Небезызвестно, что налобный фонарь паровоза виден издалека, в наших краях — вёрст за пять до возвышения насыпи, с которой можно взобраться на подножку вагона, но я-таки малодушно спешу, едва завидев проблеск через лес, оступаюсь не раз, мочу низ брюк и черпаю серой каши снега чересчур короткими для зимы сапогами, ибо вагонов больше, чем возможности туда попасть.
Горка насыпи довольно длинна, но лишь в единственном месте достаточно высока и относительно удобна.

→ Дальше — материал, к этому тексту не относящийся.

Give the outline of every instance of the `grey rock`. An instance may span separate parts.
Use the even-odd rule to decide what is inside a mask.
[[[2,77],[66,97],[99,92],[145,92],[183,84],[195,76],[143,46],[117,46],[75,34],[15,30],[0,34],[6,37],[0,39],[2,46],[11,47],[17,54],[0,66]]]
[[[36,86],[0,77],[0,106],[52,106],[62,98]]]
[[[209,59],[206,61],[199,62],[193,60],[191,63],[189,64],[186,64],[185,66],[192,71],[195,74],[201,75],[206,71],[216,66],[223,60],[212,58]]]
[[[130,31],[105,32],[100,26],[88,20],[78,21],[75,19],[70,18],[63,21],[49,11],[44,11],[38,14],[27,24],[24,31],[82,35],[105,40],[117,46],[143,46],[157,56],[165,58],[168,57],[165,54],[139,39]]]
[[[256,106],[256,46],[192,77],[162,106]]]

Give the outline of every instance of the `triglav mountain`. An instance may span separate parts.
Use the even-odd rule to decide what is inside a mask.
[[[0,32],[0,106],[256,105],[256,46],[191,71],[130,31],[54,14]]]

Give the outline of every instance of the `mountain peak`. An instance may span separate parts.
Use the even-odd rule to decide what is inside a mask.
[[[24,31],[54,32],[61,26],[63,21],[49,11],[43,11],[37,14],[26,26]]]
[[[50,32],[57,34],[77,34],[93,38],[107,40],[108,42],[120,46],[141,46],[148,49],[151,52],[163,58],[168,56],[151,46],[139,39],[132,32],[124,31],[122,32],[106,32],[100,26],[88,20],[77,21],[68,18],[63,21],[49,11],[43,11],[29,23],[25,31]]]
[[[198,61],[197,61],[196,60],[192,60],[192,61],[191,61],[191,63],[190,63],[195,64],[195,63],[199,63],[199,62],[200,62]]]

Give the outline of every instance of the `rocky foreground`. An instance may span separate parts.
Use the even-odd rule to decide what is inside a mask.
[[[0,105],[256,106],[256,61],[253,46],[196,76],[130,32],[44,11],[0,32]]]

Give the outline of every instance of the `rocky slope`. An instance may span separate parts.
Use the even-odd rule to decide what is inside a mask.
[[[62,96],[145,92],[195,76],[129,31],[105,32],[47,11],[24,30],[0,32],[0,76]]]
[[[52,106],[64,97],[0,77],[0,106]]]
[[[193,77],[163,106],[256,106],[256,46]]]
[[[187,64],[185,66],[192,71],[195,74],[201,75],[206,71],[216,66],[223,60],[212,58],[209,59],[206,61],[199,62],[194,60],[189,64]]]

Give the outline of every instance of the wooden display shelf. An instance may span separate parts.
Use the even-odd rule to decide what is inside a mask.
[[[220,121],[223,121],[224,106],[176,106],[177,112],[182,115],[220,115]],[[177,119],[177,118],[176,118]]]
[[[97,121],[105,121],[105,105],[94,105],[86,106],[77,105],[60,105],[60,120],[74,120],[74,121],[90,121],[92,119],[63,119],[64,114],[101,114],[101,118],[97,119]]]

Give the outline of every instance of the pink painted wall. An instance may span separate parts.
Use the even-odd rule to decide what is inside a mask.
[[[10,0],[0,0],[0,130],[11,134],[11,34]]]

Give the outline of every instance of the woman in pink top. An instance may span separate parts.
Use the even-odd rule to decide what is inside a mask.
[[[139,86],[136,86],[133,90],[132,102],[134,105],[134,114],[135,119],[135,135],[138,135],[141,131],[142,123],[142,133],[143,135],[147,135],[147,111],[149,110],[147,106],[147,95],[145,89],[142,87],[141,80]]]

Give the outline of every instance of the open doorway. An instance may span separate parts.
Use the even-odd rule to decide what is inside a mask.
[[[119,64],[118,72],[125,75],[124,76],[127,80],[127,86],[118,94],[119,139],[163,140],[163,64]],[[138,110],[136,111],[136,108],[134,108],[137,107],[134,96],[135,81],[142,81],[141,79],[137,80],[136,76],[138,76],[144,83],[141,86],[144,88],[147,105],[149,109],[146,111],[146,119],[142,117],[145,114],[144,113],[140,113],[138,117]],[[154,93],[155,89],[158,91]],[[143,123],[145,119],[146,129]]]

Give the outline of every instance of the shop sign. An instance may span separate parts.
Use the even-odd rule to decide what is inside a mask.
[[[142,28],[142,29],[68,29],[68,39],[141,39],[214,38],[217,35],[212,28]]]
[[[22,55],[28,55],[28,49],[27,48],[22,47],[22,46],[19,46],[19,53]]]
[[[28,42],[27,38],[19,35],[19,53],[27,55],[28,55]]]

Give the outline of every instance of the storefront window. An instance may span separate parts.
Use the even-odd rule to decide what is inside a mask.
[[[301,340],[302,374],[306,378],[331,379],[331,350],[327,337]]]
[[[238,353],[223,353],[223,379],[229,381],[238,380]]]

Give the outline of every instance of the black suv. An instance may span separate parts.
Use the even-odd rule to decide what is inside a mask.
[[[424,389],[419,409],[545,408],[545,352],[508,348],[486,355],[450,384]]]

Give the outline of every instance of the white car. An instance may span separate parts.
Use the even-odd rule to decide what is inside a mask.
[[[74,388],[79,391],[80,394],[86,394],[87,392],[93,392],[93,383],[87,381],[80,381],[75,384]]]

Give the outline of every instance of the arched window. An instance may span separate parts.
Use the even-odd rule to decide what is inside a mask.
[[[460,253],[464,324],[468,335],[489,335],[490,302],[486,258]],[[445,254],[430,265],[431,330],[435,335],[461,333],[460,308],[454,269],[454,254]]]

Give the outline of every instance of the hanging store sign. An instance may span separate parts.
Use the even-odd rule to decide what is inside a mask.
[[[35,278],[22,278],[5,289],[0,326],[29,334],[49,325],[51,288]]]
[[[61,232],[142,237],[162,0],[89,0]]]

Понятное дело, что и с неё вденешь ногу в стремя ступени не враз, а с грехом пополам, да под суровым взглядом машиниста и невидящим, ненавидящим весь свет, белоглазым — кочегара, больше похожим на чёрта, чем на человека. Таки пыхтишь, карабкаешься, подгоняемый требованиями поторопиться, двигаться шибче, а заодно и лёгкими тычками в спину с хватанием за полы одежд не состоявшихся покуда пассажиров. Те ещё толпятся на холмике насыпи, но сами уже всей душою в вагоне, разглядывают его искательно через пыльные окошки, в надежде, что есть свободное местечко промежду прочих, — стыдное, впрочем, из-за неуместной, вынужденной близости чужого чересчур горячего бока, но такое желанное и вгоняющее после мороза в сон.
— Уф-ф! Сели! — Сообщает больше себе, чем присутствующим, пышная до влажности дама, судя по всему из мещан, и обводит пассажиров довольным взглядом, заодно выискивая знакомцев, дабы поделиться с ними этим своим мимолётным счастием. — О! — В самом конце вагона она замечает девицу правильных лет и корпуленции. — Зиночка, идите скорее ко мне, я тут хорошо сижу!
— Мы не уместимся! — Отказывается Зиночка.
— Как это!? Так мы студента попросим потесниться! — Упрямится дама.
Зиночка, которая вполне себе недурно расположилась, придавив своим авторитетом барышню с её субтильным папашей к окошку, благоразумно делает вид, что не расслышала.